Тринадцатый ученик | страница 6



Внезапно Бармалей хихикнул и, должно быть, тоже пораженный нагромождением дурновкусия, тыча то в спину Жанны, то на приближающегося Сашка, ляпнул:

— Дуракова невеста!

Как ни жестоко, ни пошло, ни грубо это звучало, нельзя было не признать, что налицо всего-навсего констатация факта. Да, без сомнения, оттенок дурного и грубого смеха присутствовал здесь. Но, закрученный в воронку происходящего, Паша заметил девочку, в самое это неподходящее мгновение выглянувшую из проулка. Обыкновенная — крепкая, румяная деревенская девочка, растущая на парном молоке и свежих овощах, — дочка безумной Жанны.

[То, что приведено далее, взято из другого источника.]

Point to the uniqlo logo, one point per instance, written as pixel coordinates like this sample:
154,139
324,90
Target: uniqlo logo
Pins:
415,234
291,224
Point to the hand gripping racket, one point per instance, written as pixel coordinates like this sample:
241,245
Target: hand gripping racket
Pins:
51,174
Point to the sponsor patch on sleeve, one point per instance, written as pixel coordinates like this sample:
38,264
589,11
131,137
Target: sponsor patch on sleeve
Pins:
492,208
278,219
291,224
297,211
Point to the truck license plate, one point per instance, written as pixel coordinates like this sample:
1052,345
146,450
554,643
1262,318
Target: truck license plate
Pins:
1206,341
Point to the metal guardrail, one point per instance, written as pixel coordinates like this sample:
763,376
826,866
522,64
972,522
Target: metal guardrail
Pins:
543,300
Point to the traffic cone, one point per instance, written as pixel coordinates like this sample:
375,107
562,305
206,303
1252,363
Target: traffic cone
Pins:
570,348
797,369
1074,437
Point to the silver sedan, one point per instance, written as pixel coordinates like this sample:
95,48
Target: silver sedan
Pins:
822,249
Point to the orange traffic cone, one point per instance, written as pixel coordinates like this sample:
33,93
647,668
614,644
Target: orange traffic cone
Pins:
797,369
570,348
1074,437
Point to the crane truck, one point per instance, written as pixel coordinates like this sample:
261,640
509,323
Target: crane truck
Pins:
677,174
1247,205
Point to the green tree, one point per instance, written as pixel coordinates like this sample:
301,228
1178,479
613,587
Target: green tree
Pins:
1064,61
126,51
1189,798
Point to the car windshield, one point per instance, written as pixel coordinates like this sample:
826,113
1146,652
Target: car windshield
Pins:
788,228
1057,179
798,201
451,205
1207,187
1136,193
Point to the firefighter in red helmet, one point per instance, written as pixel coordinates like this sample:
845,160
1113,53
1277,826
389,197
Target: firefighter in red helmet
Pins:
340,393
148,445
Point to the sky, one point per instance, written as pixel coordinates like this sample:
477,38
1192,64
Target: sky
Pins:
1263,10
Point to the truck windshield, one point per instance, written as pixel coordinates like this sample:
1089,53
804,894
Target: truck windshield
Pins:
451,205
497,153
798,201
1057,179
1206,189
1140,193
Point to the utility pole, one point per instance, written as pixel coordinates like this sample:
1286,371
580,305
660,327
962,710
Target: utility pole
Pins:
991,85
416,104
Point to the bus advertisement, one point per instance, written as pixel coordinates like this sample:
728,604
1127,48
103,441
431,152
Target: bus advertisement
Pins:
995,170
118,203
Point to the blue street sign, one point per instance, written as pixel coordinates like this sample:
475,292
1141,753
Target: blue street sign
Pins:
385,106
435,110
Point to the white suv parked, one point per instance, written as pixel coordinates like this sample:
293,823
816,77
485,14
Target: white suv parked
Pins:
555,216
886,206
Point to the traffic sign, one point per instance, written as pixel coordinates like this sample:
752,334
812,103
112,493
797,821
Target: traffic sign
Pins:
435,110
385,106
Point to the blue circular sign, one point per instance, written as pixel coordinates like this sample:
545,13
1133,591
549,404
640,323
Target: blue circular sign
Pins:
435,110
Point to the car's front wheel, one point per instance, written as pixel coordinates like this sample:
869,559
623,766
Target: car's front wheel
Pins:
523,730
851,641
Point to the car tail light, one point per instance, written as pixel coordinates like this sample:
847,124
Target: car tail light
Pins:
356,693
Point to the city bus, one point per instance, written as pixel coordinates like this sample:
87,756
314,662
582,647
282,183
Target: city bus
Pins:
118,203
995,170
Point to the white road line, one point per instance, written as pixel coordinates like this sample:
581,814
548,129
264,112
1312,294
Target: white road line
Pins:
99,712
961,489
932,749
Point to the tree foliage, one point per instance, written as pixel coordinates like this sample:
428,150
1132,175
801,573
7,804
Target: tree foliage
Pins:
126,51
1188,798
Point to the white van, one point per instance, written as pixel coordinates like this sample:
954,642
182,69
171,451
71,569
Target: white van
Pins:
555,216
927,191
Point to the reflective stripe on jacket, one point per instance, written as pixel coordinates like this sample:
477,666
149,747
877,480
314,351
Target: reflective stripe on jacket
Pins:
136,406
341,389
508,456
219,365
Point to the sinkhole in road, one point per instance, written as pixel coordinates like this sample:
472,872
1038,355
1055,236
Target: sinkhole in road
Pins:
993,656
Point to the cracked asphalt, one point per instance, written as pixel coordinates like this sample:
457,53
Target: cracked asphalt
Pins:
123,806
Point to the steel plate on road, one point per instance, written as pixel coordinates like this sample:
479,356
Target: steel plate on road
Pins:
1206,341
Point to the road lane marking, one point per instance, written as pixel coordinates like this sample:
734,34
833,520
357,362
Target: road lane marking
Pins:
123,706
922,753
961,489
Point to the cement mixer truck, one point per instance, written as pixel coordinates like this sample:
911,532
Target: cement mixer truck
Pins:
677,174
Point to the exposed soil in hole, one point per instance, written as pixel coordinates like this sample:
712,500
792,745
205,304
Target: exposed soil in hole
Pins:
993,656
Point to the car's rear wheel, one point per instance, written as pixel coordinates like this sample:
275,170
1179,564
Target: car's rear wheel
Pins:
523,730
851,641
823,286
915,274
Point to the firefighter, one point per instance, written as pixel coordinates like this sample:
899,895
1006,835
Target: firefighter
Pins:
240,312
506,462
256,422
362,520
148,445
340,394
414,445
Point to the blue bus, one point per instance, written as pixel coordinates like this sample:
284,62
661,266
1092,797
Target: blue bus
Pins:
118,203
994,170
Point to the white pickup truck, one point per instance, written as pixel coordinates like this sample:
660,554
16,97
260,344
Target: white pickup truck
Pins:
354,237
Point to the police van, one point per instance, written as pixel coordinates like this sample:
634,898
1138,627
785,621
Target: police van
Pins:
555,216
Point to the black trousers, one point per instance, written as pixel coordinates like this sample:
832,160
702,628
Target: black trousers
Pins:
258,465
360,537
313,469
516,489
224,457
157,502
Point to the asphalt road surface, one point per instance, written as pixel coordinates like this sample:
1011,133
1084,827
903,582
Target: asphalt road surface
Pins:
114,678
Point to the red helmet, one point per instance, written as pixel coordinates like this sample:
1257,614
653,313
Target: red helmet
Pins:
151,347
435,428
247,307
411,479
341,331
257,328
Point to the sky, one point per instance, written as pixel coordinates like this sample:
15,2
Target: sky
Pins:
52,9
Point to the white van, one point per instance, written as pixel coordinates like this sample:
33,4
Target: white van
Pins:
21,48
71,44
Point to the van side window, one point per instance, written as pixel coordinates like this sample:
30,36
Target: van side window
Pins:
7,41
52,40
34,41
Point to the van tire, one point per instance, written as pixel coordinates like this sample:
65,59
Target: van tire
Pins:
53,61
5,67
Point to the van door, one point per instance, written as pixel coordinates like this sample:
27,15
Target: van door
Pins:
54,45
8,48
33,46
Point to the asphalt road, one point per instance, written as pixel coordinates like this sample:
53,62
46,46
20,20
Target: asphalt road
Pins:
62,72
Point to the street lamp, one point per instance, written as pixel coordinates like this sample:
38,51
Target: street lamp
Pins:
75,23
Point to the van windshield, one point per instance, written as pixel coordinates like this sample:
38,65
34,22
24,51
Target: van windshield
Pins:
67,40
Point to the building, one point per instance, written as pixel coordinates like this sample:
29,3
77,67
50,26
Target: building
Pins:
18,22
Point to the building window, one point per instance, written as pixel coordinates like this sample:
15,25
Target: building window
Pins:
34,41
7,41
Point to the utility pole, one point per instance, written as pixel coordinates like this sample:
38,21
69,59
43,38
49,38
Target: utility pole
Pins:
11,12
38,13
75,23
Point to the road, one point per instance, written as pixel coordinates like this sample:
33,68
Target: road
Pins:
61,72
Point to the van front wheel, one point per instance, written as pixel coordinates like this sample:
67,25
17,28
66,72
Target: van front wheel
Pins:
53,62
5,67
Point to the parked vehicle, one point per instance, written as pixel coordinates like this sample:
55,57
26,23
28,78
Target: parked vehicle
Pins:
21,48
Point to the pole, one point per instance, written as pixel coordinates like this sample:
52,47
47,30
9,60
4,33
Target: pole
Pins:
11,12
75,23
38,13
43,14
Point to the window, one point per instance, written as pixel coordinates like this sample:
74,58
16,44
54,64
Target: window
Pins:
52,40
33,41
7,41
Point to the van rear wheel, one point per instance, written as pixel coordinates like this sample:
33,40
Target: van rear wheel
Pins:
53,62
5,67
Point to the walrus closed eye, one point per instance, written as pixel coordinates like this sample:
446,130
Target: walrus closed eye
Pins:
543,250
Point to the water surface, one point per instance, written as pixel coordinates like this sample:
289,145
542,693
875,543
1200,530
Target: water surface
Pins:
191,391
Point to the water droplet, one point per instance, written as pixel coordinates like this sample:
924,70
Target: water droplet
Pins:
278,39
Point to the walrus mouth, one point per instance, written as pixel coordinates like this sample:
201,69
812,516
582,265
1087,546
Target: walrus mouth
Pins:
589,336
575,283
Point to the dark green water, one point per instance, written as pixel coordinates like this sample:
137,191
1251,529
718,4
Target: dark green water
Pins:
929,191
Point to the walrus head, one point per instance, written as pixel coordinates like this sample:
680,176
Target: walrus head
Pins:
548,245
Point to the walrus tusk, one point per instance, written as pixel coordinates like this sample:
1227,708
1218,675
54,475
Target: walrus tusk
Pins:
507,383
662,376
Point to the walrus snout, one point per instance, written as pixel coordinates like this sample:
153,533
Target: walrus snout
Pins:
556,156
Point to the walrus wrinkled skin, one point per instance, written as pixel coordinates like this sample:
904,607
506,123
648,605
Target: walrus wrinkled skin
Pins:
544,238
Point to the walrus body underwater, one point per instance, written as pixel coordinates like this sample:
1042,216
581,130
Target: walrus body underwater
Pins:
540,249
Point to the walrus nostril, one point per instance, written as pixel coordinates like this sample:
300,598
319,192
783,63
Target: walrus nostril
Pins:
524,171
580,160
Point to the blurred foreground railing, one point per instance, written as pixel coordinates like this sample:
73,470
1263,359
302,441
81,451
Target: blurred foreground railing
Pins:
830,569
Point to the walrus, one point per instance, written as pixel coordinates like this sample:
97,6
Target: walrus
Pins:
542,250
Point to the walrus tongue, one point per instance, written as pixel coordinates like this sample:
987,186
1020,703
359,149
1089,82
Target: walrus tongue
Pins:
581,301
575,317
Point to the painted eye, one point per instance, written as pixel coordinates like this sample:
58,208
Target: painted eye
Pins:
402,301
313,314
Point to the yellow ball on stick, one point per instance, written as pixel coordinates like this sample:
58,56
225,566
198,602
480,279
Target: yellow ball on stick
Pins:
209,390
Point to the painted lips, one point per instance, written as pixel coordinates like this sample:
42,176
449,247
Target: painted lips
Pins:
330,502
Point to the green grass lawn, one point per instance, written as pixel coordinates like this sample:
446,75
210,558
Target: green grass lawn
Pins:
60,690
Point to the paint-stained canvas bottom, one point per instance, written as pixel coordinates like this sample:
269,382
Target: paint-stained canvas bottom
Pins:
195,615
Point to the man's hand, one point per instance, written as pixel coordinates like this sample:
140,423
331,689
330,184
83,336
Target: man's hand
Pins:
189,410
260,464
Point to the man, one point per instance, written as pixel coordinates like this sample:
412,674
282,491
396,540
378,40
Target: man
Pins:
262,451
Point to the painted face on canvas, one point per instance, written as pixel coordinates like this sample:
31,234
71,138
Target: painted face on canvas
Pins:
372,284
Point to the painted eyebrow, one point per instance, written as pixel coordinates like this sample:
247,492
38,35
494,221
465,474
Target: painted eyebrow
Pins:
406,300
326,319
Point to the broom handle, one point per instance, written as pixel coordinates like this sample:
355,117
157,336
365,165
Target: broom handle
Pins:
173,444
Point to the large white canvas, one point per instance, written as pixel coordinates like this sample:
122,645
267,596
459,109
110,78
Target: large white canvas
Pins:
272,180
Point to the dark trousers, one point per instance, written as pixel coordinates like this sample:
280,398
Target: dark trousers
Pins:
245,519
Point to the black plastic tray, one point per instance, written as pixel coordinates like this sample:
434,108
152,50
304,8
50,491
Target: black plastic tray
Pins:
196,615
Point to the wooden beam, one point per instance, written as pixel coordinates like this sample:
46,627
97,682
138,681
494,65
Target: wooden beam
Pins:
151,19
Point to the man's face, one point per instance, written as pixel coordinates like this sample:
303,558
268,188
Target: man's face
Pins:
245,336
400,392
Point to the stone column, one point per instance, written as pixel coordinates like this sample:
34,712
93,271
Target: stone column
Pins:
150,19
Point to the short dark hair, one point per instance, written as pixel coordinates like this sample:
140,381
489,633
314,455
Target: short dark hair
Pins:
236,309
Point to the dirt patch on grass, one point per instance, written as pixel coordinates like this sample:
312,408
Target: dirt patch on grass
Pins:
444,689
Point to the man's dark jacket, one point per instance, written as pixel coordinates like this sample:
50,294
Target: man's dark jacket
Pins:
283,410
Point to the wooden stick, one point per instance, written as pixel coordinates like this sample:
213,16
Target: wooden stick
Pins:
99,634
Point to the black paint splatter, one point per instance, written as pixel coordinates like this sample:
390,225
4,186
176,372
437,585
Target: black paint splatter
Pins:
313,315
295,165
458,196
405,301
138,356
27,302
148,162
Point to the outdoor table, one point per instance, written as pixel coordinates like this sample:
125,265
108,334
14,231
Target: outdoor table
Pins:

— Заткнись! — Паша вскочил со скамьи.

Но апогей миновал. Девочка исчезла, зато появилась тетя Нюра и резко отчитала Бармалея:

— Дурак — а тебе не чета! Он же дитё! — и пошла навстречу Сашку.

— Ись, ись! Мамка.

— Жрать просит, — пояснил отчего-то устыженный Бармалей.

— Ись, ись!

— На-ка, на-ка хлебушка! — тетя Нюра извлекла из кармана сухарь, и Паша подивился на ее преобразившееся, ласковое, просветленное обличье.

Он заставил себя встать, приблизиться, заглянуть через плечо старухи в бессмысленно-голубые глаза идиота. Тот улыбнулся и выдал свое коронное «Ись, ись!».

— Хватит, ненажора! — наставительно произнесла тетя Нюра, а Паша положил себе за правило иметь в кармане сухарик или карамельку — для угощения.

В дебрях сада — рай, тишь да покой, ласкает глаз зелень. Чудесно вот так прилечь, облокотившись о ствол старой, разлогой яблони. Спрятаться, забиться в укромный уголок и исподтишка, из кущей, из зарослей, наблюдать жизнь. Что ж, поглядим, как она развернется от ветхозаветного древа! жизнь, омраченная вырождением. Вздохнуть поглубже, расслабиться, поглядеть в небо… О каком мраке идет речь, когда сияет день и душа задыхается от восторга, созерцая творение? Аукается прошлое: он, пацан, в саду во власти детских, беспечных игр и грез, а в доме — баба Маша и томятся на противне пироги — ведь май, праздники; и мать стирает на табурете у крыльца в белом эмалированном тазу: «Паша, сынок, сгоняй за водой!» Но их нет. В доме пусто, а вся ответственность за род Алехиных лежит на Паше, свободном (от чего?) художнике. И на пригреве достает его ледяной сквознячок смерти, а вперед он не смеет шагнуть, боясь ошибиться.

«Господи! Как мне развращенным моим, раздерганным умом объять мир, а на меньшее… на меньшее я не согласен. И вечно претендую иметь сотворенную Тобой жизнь в качестве материала. Ну не смешно ли это, не смешно ли — тень дегенерации легла на родную деревню и впору классифицировать чудиков, дебилов и безнадежных помешанных и вывешивать таблички: «Паноптикум»? В котором ряду мое место?»